Já não era sem tempo, depois de
várias declarações insanas do ministro da Economia de nosso vizinho, o hoje desmoralizado Domingo Cavallo. As discussões sobre salvaguardas compensatórias
e uma enorme lista de exceções
foram o alto preço pago pelo Brasil para manter a ancora da chamada TEC (Tarifa Externa Comum). As justificativas para esses
remendos precários e grotescos no
casco do Mercosul vieram da crise
internacional que estamos vivendo. Uma mentira oficial que se
presta a salvar as aparências e a
manter o acordo vivo por mais algum tempo.
A crise vivida pelo Mercosul
tem uma explicação estrutural e
não apareceu em razão de questões conjunturais, que estão ocorrendo fora das fronteiras de seus
países-membros. O projeto do
Mercosul foi uma das grandes vitórias da diplomacia brasileira,
que conseguiu romper com um
isolamento entre Brasil e Argentina que durava décadas.

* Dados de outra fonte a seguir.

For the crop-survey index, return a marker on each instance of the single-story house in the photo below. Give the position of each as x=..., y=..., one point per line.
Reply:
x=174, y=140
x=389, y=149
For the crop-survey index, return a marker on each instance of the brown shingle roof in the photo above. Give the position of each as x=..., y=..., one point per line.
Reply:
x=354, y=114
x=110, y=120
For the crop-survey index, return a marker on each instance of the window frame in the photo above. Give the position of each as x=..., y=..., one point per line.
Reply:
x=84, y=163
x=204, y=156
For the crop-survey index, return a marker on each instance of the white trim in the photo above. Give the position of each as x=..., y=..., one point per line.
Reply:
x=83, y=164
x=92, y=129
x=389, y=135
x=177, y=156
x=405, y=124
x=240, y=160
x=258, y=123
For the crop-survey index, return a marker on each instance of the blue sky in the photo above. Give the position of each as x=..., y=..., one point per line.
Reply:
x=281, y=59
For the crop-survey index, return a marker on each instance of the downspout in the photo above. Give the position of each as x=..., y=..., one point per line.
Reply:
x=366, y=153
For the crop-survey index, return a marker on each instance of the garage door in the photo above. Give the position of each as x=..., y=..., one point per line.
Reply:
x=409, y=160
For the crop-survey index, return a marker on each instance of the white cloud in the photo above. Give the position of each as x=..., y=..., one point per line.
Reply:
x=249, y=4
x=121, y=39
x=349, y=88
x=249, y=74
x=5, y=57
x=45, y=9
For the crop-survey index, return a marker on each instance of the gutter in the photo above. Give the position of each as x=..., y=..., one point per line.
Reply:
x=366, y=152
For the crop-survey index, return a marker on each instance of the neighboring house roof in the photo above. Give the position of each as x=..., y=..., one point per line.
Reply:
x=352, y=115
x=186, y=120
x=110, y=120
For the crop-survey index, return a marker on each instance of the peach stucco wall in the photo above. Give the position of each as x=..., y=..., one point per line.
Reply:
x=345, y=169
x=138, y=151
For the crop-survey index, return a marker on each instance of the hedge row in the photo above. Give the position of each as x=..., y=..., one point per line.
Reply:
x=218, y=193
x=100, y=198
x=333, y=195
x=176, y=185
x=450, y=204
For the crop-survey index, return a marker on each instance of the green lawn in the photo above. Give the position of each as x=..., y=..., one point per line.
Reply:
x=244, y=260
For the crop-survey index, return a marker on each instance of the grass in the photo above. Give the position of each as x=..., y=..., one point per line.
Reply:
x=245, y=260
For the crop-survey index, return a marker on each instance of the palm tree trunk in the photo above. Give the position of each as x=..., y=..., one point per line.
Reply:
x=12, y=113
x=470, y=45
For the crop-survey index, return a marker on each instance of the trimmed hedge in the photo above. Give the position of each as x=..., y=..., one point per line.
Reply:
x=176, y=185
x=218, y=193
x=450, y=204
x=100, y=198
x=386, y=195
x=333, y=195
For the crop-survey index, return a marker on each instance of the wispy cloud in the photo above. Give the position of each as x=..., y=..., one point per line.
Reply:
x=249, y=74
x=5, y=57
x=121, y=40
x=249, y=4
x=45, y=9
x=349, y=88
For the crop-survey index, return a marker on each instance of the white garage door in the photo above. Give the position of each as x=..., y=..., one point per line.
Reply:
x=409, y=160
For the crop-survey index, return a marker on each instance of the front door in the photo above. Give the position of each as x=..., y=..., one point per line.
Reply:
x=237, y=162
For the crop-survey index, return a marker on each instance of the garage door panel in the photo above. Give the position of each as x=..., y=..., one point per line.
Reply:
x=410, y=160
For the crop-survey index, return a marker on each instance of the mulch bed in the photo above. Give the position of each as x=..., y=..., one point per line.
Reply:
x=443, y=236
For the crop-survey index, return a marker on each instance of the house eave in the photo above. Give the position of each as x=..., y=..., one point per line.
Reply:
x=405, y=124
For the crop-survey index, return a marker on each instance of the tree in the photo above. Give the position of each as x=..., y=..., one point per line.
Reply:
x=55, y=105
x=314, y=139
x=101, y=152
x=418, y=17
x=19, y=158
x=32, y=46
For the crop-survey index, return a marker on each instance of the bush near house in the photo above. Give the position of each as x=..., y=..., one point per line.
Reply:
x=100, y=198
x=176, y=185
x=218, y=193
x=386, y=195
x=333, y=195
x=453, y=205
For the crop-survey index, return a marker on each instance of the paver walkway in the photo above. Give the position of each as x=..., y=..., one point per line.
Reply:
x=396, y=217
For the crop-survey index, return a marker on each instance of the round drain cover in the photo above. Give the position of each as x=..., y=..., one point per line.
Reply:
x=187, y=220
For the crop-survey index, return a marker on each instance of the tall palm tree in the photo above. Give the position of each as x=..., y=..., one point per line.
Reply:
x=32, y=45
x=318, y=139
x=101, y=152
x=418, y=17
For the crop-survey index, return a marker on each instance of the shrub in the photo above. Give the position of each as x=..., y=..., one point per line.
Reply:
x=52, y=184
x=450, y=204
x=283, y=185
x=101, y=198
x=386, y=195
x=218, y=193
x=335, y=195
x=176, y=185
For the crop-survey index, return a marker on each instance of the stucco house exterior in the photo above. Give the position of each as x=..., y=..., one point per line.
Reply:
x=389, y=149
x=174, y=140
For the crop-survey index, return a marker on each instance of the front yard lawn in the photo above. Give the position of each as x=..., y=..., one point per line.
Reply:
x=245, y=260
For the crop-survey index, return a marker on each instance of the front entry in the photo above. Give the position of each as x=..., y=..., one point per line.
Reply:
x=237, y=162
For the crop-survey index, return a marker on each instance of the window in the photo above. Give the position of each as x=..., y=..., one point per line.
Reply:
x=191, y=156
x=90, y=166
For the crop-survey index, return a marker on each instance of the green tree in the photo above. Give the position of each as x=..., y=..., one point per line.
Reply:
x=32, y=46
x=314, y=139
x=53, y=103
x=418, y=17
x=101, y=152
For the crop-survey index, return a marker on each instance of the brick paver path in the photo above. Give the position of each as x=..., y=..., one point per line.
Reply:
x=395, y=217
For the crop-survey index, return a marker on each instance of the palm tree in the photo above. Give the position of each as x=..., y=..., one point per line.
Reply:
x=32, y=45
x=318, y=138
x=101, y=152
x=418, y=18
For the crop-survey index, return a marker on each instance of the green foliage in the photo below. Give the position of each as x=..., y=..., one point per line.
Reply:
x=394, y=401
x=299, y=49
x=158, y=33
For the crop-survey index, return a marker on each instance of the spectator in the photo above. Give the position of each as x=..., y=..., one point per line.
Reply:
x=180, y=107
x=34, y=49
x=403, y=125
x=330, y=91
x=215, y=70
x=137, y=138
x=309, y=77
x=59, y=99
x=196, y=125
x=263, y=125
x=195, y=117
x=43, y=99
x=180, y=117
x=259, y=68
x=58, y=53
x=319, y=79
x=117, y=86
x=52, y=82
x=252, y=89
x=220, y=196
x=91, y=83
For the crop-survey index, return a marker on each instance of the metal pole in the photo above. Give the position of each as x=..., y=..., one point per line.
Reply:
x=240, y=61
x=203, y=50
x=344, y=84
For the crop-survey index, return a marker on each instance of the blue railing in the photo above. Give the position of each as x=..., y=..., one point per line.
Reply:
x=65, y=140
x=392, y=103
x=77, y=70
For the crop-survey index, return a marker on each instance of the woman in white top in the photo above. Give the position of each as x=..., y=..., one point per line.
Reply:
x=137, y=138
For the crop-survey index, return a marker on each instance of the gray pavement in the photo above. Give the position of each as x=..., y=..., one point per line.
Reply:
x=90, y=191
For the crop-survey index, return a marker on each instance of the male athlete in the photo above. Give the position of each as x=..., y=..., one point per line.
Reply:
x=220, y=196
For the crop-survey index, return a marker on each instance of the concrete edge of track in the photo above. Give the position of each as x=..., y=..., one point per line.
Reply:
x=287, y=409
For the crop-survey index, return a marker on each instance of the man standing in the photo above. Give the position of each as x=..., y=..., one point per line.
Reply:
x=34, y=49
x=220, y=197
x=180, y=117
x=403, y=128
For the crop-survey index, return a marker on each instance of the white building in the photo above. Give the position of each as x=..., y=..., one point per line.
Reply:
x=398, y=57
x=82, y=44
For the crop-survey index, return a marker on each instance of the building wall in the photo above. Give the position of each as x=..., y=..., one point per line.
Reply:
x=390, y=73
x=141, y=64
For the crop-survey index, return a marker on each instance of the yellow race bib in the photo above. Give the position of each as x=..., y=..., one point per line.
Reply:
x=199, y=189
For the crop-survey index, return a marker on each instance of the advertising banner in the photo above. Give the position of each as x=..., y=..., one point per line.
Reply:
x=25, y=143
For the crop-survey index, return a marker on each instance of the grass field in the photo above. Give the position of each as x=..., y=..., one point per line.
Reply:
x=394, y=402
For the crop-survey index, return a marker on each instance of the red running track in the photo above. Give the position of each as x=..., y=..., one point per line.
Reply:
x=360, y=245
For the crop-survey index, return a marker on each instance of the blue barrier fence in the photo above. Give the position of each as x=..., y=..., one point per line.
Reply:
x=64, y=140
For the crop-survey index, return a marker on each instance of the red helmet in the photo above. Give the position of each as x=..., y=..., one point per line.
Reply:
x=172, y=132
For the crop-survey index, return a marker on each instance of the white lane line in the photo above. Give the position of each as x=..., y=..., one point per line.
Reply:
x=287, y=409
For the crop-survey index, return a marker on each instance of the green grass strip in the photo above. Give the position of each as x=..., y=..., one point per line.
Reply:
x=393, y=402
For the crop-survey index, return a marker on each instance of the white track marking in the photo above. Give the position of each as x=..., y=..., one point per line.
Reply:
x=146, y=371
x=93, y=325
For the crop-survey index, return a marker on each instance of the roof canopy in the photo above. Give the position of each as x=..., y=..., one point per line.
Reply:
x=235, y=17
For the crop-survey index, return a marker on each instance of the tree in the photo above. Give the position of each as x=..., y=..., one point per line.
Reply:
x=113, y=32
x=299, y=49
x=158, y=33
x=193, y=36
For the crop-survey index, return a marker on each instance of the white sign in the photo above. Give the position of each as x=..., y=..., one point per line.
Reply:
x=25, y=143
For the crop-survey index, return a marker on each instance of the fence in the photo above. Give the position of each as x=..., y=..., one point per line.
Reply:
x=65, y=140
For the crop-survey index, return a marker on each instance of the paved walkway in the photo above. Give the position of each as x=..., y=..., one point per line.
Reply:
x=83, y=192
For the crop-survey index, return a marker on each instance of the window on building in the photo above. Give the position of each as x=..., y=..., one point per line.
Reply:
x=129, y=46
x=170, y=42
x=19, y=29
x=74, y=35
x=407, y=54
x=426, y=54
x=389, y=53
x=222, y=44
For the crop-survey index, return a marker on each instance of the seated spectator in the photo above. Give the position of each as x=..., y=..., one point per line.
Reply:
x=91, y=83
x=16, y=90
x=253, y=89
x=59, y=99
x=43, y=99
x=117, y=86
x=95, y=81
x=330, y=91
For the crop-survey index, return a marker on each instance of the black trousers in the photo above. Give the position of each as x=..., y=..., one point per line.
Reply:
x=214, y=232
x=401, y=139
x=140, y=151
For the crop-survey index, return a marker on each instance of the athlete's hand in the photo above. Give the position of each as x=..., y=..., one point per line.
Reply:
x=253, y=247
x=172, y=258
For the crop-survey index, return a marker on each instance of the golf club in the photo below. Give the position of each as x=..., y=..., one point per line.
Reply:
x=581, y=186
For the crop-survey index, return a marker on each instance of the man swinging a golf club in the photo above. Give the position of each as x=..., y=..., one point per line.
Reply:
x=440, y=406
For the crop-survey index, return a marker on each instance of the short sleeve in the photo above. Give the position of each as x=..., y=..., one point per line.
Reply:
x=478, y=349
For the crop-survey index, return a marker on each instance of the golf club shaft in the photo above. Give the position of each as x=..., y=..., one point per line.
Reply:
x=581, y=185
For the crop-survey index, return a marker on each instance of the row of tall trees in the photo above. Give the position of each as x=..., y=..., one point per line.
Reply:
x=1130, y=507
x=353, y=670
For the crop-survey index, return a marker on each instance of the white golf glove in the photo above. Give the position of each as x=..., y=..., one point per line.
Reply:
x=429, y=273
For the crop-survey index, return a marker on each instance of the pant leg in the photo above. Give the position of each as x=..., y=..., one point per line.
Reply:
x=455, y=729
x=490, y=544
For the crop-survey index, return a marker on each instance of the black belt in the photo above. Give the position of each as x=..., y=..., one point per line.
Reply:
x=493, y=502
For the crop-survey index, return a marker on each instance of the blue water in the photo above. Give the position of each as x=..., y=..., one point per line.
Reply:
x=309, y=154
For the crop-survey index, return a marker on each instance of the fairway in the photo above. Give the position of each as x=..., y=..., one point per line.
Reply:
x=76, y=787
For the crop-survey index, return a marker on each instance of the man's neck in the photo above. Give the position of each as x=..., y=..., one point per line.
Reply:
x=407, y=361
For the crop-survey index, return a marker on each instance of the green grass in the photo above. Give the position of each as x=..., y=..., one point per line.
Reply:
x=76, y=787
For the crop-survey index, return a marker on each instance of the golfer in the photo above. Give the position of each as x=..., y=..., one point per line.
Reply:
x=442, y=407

Para que o leitor da Folha tenha uma idéia da paranóia que
influenciava as relações entre
dois vizinhos tão complementares
e próximos culturalmente, cito alguns exemplos. As bitolas das ferrovias dos dois países eram diferentes, para que não houvesse o
risco de que os trens brasileiros
pudessem trafegar na malha argentina e vice-versa. Da mesma
forma, a energia elétrica nos dois
países é gerada em ciclagens diferentes para também impedir uma
integração das redes de transmissão. Da mesma forma o Brasil
não importava trigo e petróleo da
Argentina para prejudicar seu orgulhoso vizinho. A retaliação comercial do outro lado também
era consciente.
No campo político, depois da redemocratização dos dois países,
essas diferenças foram sendo eliminadas de uma forma madura e
hábil. Descobriram-se também
interesses políticos comuns, como
o de trazer o Paraguai para o lado
formal e democrático da região.
Ao mesmo tempo as relações empresariais foram retomadas e descobriu-se o forte caráter complementar das duas economias. Os
interesses comerciais comuns,
principalmente a luta contra o
protecionismo agrícola dos americanos e europeus, foram outra
descoberta fantástica.
Todos esses fatores levaram as
lideranças diplomáticas e empresariais a pensar mais alto e a sonhar com o Mercosul. Esse projeto
ambicioso, nos moldes do Mercado Comum Europeu, tinha a vantagem adicional de fazer um contraponto com o projeto americano para as Américas, a Alca. A
nova escala política e econômica
que os membros do Mercosul alcançariam ao integrar suas economias seria um instrumento de
barganha muito forte quando
viesse o rolo compressor da maior
economia do mundo.
A pergunta que o leitor deve estar fazendo neste ponto é: por que
então o Mercosul está em crise
quase terminal? A resposta é muito simples: porque faltou na estruturação do Mercosul uma das três
pernas que são necessárias para o
sucesso de um arranjo como esse.
Esse elo faltante é chamado de
homogeneização das condições
macroeconômicas. Não foi por
outra razão que a causa da crise
atual tenha sido um dos itens
mais delicados desse elo: a divergência dos regimes cambiais entre
Brasil e Argentina.
O que mais chama a atenção de
um analista isento na crise do
Mercosul é como uma questão
fundamental como essa foi deixada de lado. Bastava um mínimo
de atenção para a história da experiência européia para que os
responsáveis pelo projeto entendessem que essa etapa era, além
de crucial, a mais delicada de todas. No caso do Mercado Comum
Europeu, a homogeneização das
políticas cambiais começou com a
experiência da chamada Serpente
Européia e terminou, muito tempo depois, na implantação gradual da moeda única, o euro. Paralelamente a esse longo processo
de unificação cambial negociou-se, durante muitos anos, a homogeneização das políticas fiscais e
monetárias, o que desaguou no
chamado Tratado de Maastricht.
Nada disso aconteceu na experiência do Cone Sul da América
Latina. Ficamos apenas em declarações vazias e demagógicas
dos ministros ligados às economias dos países-membros do
acordo. Pior ainda, Brasil e Argentina seguiram institucionalidades e políticas cambiais opostas
e excludentes. Nos primeiros anos
do Plano Real, a política cambial
do Brasil mascarou essas diferenças e o problema ficou escondido
debaixo do tapete. Mas, a partir
da efetiva flutuação do real e,
principalmente, depois da fase
terminal da crise Argentina e da
desvalorização galopante de nossa moeda neste ano, a crise estourou com vigor.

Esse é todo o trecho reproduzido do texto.